Member of the Virginia House of Delegates for Elizabeth City and Hampton
- In office January 13, 1926 – January 11, 1950
- Preceded by: Harry R. Houston
- Succeeded by: Victor P. Wilson

Personal details
- Born: George Alvin Massenburg September 19, 1894 Hampton, Virginia, U.S.
- Died: November 25, 1968 (aged 74) Hampton, Virginia, U.S.
- Party: Democratic
- Spouse: Carrie Wood
- Occupation: Maritime pilot

Military service
- Allegiance: United States
- Branch/service: United States Coast Guard
- Years of service: 1942–1945
- Rank: Captain
- Unit: U.S. Coast Guard Reserve

= G. Alvin Massenburg =

American politician (1894–1968)

George Alvin Massenburg (September 19, 1894 – November 25, 1968) was an American politician. A Democrat, he served in the Virginia House of Delegates from 1926 to 1950 and served as its Speaker from 1947 to 1950.

==Personal life==
Massenburg was born in Hampton, Virginia, to Virginius and Virginia Massenburg. He left high school after two years for an electrical engineering apprenticeship. He became a maritime pilot in the area of Hampton Roads and the mouth of the Chesapeake Bay, eventually becoming president of the Virginia Pilot Association. He held a commission in the United States Coast Guard Reserve, rising to the rank of captain during the World War II era.
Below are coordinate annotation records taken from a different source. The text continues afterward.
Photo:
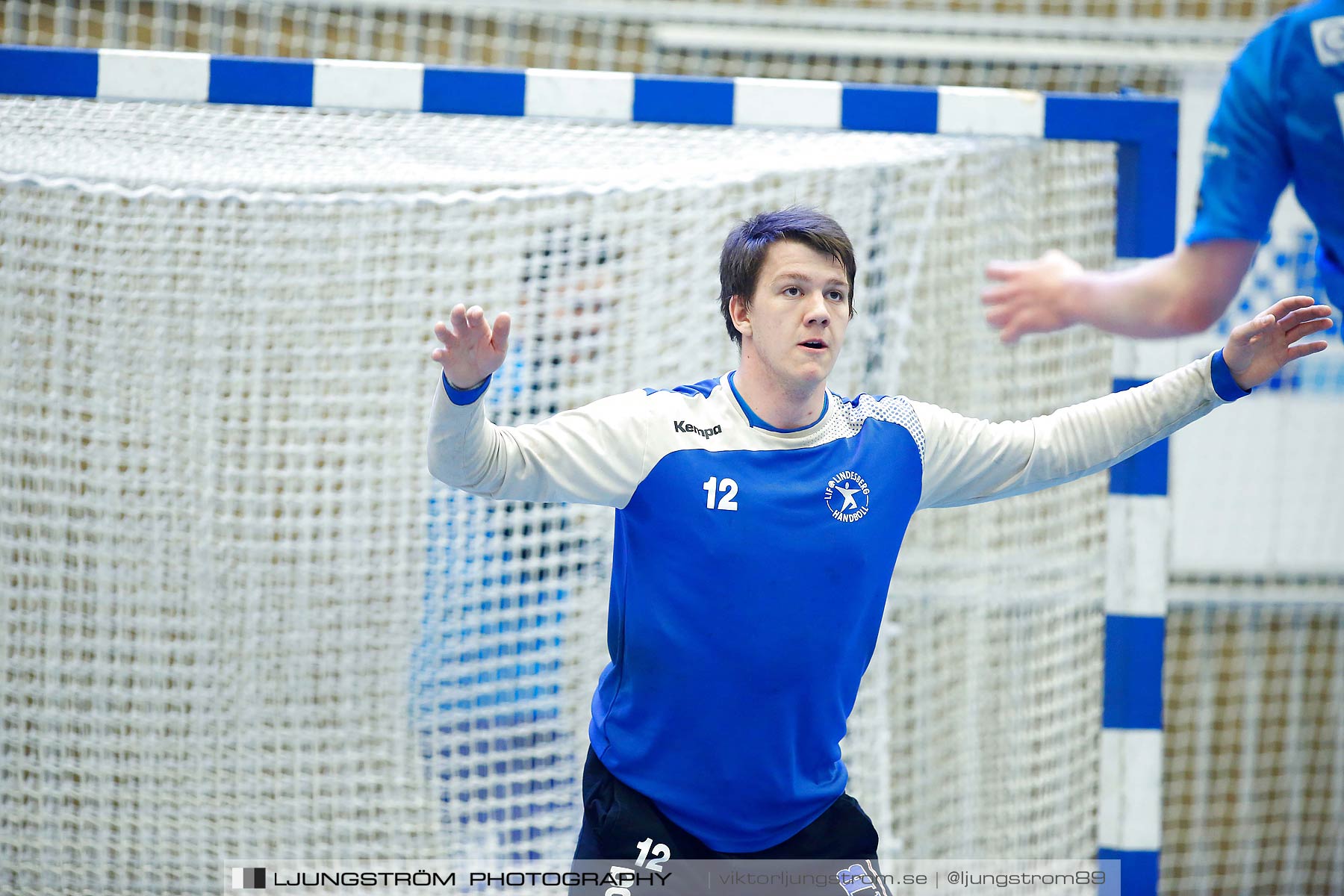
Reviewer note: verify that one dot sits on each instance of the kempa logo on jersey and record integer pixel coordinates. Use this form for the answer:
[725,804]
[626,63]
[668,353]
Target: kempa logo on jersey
[847,496]
[682,426]
[1328,37]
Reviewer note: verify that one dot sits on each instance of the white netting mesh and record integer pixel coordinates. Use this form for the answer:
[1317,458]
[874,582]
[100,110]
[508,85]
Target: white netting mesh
[241,620]
[1019,43]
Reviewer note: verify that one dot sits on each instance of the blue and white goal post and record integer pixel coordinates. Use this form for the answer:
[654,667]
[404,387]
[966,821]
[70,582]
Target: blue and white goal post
[1144,132]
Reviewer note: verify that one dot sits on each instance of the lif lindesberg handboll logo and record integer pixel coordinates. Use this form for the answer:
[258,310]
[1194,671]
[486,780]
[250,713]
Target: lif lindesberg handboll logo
[847,496]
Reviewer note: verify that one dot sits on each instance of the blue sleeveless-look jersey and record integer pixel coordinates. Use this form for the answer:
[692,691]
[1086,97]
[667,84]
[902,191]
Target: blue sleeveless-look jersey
[752,564]
[1281,119]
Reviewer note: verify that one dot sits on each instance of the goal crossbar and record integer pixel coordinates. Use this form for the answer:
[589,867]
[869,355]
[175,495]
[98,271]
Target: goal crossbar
[1144,129]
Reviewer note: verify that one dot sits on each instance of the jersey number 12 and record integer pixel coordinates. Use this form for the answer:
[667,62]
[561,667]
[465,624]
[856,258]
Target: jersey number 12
[729,501]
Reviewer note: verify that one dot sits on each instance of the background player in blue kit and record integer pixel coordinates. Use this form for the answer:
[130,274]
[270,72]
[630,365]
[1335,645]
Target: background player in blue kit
[1280,120]
[759,520]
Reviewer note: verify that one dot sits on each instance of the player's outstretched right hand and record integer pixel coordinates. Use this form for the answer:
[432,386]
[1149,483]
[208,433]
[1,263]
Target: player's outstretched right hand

He married Carrie Wood of Hampton October 19, 1918.

==Political career==
Massenburg first entered the Virginia House of Delegates in 1926. In January of the same year he introduced a bill that required any public area to be segregated by race. Passing the house 63-3 then the senate 30-5 this would become one of the strongest segregation legislation in the country. He became Democratic floor leader from 1936, succeeding Ashton Dovell when he became speaker, and served until becoming speaker himself. By 1940 he had become chair of the Privileges and Elections committee. He succeeded Thomas B. Stanley as Speaker in 1947, after Stanley's election to the United States House of Representatives. He retired from the House in 1950.

From 1948-52 Massenburg was chair of the State Democratic Committee. He was a delegate to the 1948 and 1952 Democratic National Conventions. In 1956, he was an unsuccessful candidate for presidential elector in support of Adlai Stevenson and Estes Kefauver.

==Death==
Massenburg died in Hampton November 25, 1968. He was interred in the cemetery of St. John's Episcopal Church in Hampton.